The ubiquitous home improvement app lets customers -- there are millions of them -- access design recommendations and a vast gallery of high-res photos. One sifts through the images by city, style or keyword: want to see photos of crown molding? You'll see plenty.

In the real estate world, the app (launched in Palo Alto in 2009) is popular with home sellers, said area broker Rainy Hake, of Alain Pinel, "because they may be thinking, 'How can I update my house and get it ready to list?'"

Prospective buyers use it to research, say, the types of kitchens or bathroom styles that interest them.

"And once they purchase the home, they build off of that. Some people aren't able to re-imagine it themselves. So Houzz acts like a design application, and it also connects homeowners to contractors and to the stores that sell particular products. It even tells them the price. 'You can get this chair at Pottery Barn for $2,000.'"

Hake gives a personal example: "I just purchased a house last year, a Colonial-style home built in 1924, and I wanted to remodel it. So I used Houzz to get a bunch of ideas, not just about color schemes that go together, but, for instance, how to use crown moldings -- there are so many crown molding choices, I had no idea. You pick up your phone and look at the app and it shows what styles are historically relevant while also giving you other ideas to keep the project a bit more modern. It's kind of like Pinterest: you can create idea boards for your living room or bedroom. You find photos of what interests you and pin it to your board. You throw all those design ideas up there and go to work."
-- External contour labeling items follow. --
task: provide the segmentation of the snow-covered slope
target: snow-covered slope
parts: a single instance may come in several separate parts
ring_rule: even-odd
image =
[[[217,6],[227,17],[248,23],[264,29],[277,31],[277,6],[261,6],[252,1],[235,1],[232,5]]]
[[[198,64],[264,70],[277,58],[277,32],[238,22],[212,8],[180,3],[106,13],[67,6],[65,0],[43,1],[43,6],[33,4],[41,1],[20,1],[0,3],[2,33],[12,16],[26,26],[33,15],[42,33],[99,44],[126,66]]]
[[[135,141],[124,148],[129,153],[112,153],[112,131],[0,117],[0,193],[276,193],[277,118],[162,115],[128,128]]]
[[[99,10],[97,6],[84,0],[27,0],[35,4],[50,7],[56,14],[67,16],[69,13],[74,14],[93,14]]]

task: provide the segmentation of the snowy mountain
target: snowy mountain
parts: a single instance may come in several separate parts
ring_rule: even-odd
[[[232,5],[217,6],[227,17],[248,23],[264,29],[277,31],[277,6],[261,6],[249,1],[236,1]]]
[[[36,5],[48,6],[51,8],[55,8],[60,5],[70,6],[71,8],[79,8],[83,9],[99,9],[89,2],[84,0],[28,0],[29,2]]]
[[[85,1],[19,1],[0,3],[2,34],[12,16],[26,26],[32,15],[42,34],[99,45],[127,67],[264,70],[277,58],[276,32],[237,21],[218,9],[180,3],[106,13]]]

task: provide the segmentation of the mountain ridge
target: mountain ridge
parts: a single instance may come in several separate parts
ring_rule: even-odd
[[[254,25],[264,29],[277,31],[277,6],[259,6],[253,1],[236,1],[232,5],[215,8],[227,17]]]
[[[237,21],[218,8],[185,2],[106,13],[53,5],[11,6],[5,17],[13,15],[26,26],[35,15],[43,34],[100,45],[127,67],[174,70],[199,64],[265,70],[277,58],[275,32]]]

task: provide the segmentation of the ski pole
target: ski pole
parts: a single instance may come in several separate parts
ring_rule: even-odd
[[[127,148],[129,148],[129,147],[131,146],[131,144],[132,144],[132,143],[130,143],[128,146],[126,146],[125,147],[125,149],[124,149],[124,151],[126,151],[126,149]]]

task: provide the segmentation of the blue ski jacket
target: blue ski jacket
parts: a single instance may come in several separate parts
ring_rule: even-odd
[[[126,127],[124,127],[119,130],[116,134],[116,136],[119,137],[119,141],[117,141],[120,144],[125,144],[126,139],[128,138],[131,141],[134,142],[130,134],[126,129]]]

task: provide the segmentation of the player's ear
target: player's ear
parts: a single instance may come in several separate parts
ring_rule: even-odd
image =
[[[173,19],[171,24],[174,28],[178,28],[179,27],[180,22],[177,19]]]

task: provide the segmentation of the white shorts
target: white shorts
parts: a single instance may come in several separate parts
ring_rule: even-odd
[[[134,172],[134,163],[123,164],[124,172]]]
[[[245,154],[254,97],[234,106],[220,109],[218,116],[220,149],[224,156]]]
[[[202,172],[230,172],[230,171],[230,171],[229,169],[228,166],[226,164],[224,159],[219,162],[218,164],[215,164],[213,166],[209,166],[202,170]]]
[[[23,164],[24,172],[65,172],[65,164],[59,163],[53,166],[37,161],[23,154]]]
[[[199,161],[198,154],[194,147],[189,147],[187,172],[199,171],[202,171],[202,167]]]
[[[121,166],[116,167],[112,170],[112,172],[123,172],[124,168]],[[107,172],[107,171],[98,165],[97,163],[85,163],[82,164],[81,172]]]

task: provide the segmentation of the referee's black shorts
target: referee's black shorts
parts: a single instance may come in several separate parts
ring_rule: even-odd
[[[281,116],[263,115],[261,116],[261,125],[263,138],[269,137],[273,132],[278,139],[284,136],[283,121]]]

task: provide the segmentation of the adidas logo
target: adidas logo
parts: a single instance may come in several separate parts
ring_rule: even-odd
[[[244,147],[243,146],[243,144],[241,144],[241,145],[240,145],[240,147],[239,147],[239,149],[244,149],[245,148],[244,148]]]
Snap a photo of a home, anywhere, and out pops a magic boxful of information drawn from MLS listings, property tax records, census data and more. Want to know when the house last sold? You shall know. Want to see interior photos? If the house is listed, it's a good bet that you shall see.

"I use it if I'm driving down the street," said agent Jennifer Branchini, past president of the East Bay Association of Realtors. "I'll open up Homesnap. Maybe I'm being a tourist in another city. I come out of a restaurant, see a property and think, 'Oh my gosh, I wonder how much that home is worth.' So I'll open Homesnap and take a picture and get all the information.

"I like the fact that I can send free private messages to my clients," she said, "even if they don't have the app; it sends the messages as texts. So you can send a link with the property photo and details and chat about it. The mapping feature is useful, too. I can snap a picture and it keeps a history of all my snaps. It's super-cool."